Emperor penguins must surely have one of the toughest existences. After watching the new David Attenborough DVD Dynasties I was again reminded of just how tough it is to survive for some animals. New research has found that there has been a 'catastrophic' failure of these amazingly resilient animals to raise chicks for three years in a row, that no chicks had survived. These penguins need the sea ice to breed and without it the new generations of Emperors won't exist. For the creatures relying on the cold and ice to survive it's a bleak future at the rate that it's all melting.
Without camera traps so much would remain unknown about the wild animals that inhabit our world. The traps provide invaluable information about animals that can help conservationists and biologists set up plans to protect the many endangered and vulnerable species that exist on the fringes of humanity struggling to survive. In Russia's far east some of the most fragile are the Amur tiger and the Amur leopard the latter critically endangered. Both of these animals were captured recently by cameras in the same place with the silhouette of Vladivostok in the background which shows how precarious their existence is so close to human civilisation where so many dangers exist. Often driven by hunger into dangerous areas too close to people they take great risks to survive and it shows that far more needs to be done to give these creatures the space they need to live as they should.

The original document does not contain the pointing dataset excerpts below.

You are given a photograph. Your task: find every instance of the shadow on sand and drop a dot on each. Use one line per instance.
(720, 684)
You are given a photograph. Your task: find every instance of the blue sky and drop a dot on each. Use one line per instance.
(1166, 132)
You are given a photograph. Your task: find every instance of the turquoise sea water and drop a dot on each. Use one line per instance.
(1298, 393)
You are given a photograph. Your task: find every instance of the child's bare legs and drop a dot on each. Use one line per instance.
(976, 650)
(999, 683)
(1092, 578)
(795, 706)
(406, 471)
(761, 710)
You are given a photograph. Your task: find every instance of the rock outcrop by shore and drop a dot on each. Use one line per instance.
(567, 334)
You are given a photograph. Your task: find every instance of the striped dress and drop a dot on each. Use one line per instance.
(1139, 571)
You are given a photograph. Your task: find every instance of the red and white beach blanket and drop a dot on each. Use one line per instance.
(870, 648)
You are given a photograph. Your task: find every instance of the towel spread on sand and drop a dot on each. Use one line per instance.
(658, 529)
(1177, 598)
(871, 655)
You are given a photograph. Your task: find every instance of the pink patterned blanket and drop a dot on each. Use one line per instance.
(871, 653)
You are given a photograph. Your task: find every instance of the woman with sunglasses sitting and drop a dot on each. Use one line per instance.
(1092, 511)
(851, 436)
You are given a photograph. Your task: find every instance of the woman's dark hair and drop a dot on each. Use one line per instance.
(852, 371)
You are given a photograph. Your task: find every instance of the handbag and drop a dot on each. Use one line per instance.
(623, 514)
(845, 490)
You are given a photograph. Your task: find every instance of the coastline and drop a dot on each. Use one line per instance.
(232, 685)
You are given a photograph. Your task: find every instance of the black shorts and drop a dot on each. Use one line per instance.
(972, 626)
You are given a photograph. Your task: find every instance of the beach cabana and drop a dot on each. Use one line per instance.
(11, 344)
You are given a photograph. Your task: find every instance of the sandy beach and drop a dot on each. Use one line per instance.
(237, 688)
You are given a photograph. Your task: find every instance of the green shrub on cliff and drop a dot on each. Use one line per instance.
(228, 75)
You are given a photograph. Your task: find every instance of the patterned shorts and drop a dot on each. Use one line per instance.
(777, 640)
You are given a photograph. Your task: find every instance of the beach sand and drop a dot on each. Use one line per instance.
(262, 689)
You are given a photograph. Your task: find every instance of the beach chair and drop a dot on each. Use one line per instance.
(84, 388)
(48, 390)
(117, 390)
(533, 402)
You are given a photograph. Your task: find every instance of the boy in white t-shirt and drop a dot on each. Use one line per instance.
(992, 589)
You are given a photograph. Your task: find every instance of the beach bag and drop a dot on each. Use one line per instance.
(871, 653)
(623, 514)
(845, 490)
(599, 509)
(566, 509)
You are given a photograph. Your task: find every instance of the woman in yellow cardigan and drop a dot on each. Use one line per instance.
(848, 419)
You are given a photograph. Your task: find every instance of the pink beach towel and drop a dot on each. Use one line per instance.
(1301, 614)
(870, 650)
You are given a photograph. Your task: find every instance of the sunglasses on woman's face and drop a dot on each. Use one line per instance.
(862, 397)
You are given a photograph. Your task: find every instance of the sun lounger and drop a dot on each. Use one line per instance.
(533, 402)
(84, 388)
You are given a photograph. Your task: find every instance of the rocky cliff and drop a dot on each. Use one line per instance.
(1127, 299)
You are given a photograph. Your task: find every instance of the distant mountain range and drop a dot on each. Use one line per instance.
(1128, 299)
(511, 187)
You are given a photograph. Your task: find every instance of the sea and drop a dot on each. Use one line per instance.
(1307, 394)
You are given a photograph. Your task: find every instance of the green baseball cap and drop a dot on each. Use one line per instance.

The epic journey of a Bengal tiger into territory where Asiatic lions live is truly impressive and ultimately tragic but one of hope too. The young tiger in his prime travelled a distance of 186 miles looking for his own patch being observed by wildlife officers tracking his journey. Leaving his birthplace where 34 other Bengal tigers live he headed towards another reserve where tigers had been extinct for at least 34 years. Ultimately he died of starvation although it was at first thought he had been poached. It's sad he died but the story is also one of hope that if he made it that far other tigers may follow in his footsteps.